I like John Palmieri, the Director of the Boston Redevelopment Authority. He approaches development thoughtfully. His work at Seaport Square, Fan Pier, South Station, Liberty Mutual, and countless other development sites have been noteworthy and worth commending.


Unfortunately he works for the Angry Man. And after the latest self-induced debacle at the Filene’s site, the Angry Man, as is his custom, will be looking for any head to roll other than his own. Alas poor Yorick.

For two years, the Angry Man has been threatening Vornado and its partners at the Filene’s site with any combination of removal of permits to eminent domain. I wrote about the nonsense of such an approach on September 25, when the editors of the Globe started drinking the Angry Man‘s Kool Aid and demanding the same.

Fast forward one month and the Angry Man, using Mr. Palmieri the way President Bush used Colin Powell, had admitted that his approach was not thought out financially or procedurally.

I don’t want to beat a horse that’s not only dead but nearly buried, so let’s focus on how the Angry Man works. The Angry Man can never be wrong even when he is wrong. I didn’t hear any apologies for the money spent analyzing and developing renderings for a new City Hall in the unreachable docks of the easternmost piece of Boston Harbor. And you won’t hear any apologies for his nonsensical behavior with Vornado. His plea for help from Mayor Bloomberg was an embarrassment to Boston. His latest desire for unachievable vengeance on Messrs. Roth and Hynes is a further embarrassment.
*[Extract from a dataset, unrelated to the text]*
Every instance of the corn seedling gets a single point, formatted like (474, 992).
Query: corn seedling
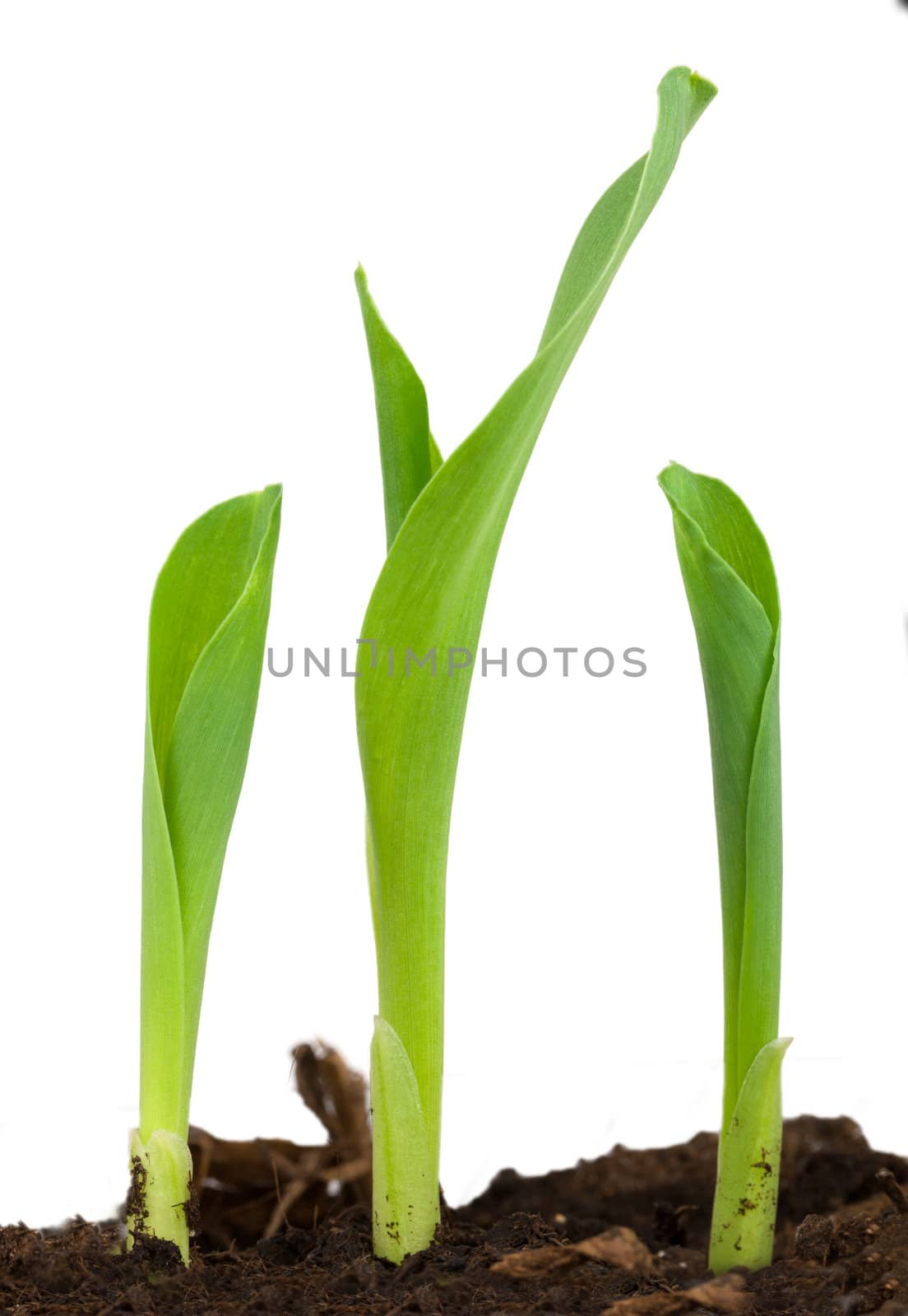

This brings me back to Mr. Palmieri. The guillotine has been delivered to floor 9 at City Hall. And the Angry Man will pass the blame on again. Good luck John. Maybe intelligence and practicality will prevail at City Hall. But between Chiofaro and Vornado, the Angry Man needs to strike out at someone.

Thursday, October 28, 2010

Report on Massachusetts Home Sales is Not Accurate





Yesterday, most media sources reported that single family home sales had declined year over year in September. The Boston Globe chose to run this at the top of the business page with the ominous and incorrect title, “Mass. home sales dropped 12.9 percent last month.” The report was on existing single family homes and condominiums, not “homes.” I guess that’s the old-fashioned attention grabber.
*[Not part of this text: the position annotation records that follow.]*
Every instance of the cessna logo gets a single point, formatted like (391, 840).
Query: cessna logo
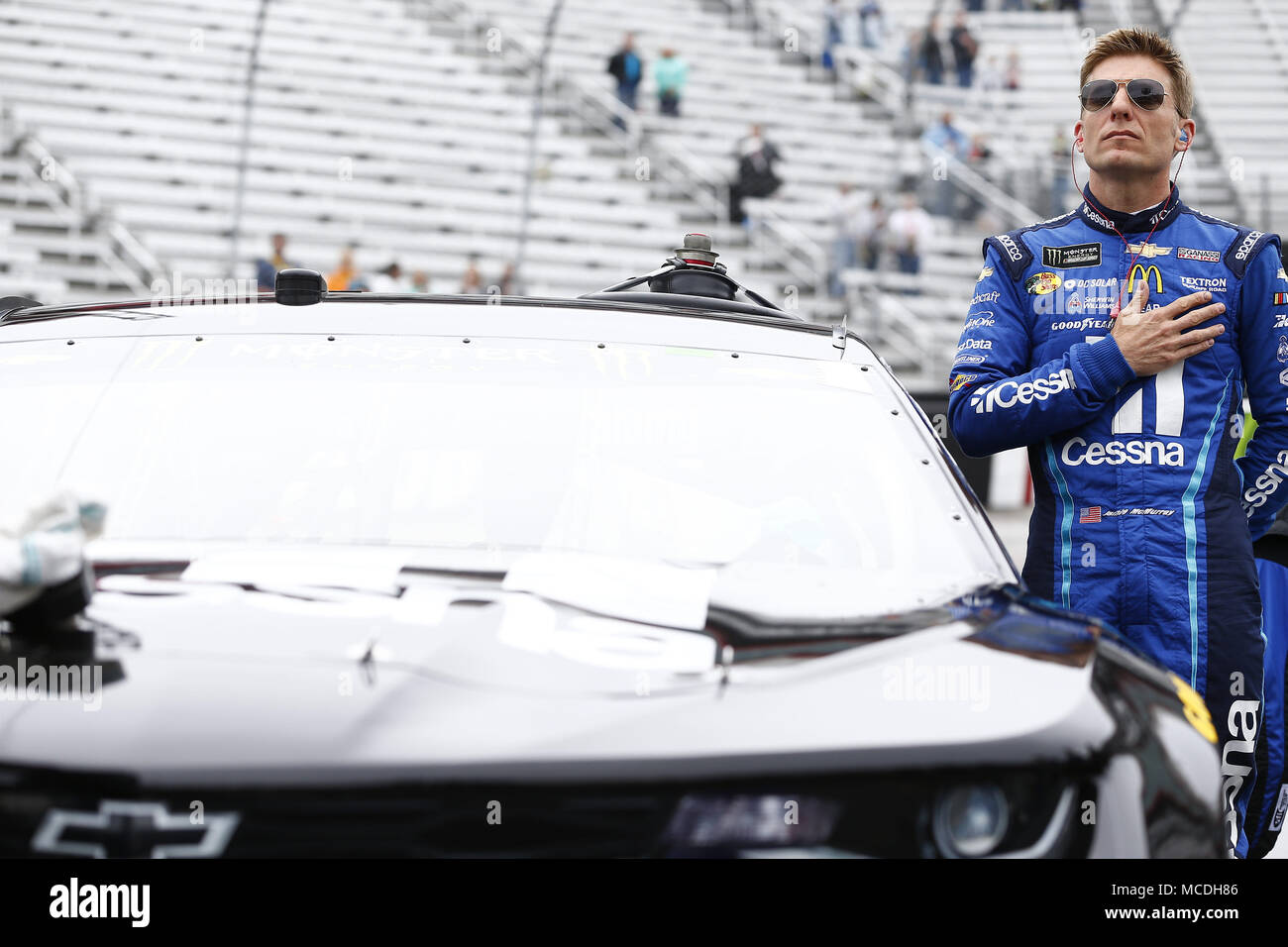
(1266, 483)
(1149, 250)
(1093, 215)
(1070, 257)
(1077, 451)
(1010, 393)
(1245, 247)
(133, 830)
(1012, 250)
(1144, 274)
The story was not technically incorrect. It was selectively correct. The Globe gave short shrift to pricing, which, if included as I do below, paint a very different picture.

As an example, suppose the lead article of the Globe Sports Section that same day discussed the previous night’s game against the Heat and covered all of the Celtics’ scoring but never mentioned the Heat. The title would read “Celtics Score 88 Points.” I don’t know about anyone else, but I think I might want to also know how many points the Heat scored so I could at least know who won the game. But that’s exactly the way the Globe played the news.

The correct approach would have incorporated both numbers of sales and pricing. Every industry measures its performance by GROSS REVENUE and GROSS PROFIT. Let’s look at the numbers in that light.

Gross home sales revenue in September 2010: 3,285 homes x $287,000 = $940,000 gross sales.

Gross home sales revenue in September 2009: 3,771 homes x $284,000 = $1,070,000 gross sales.

Gross single family home sales, expressed in revenue dollars, decreased by 8.3%, not by 12.9%. The same analysis of existing condominium sales results in a gross revenue decrease of 16.2%, not 21.5%.

Declines of 8% and 13% are certainly not comforting news, but they are a far cry from 13% and 22%. It’s not as bad as you think. When sales are declining while prices are increasing, that is simply the market at work constantly seeking market pricing.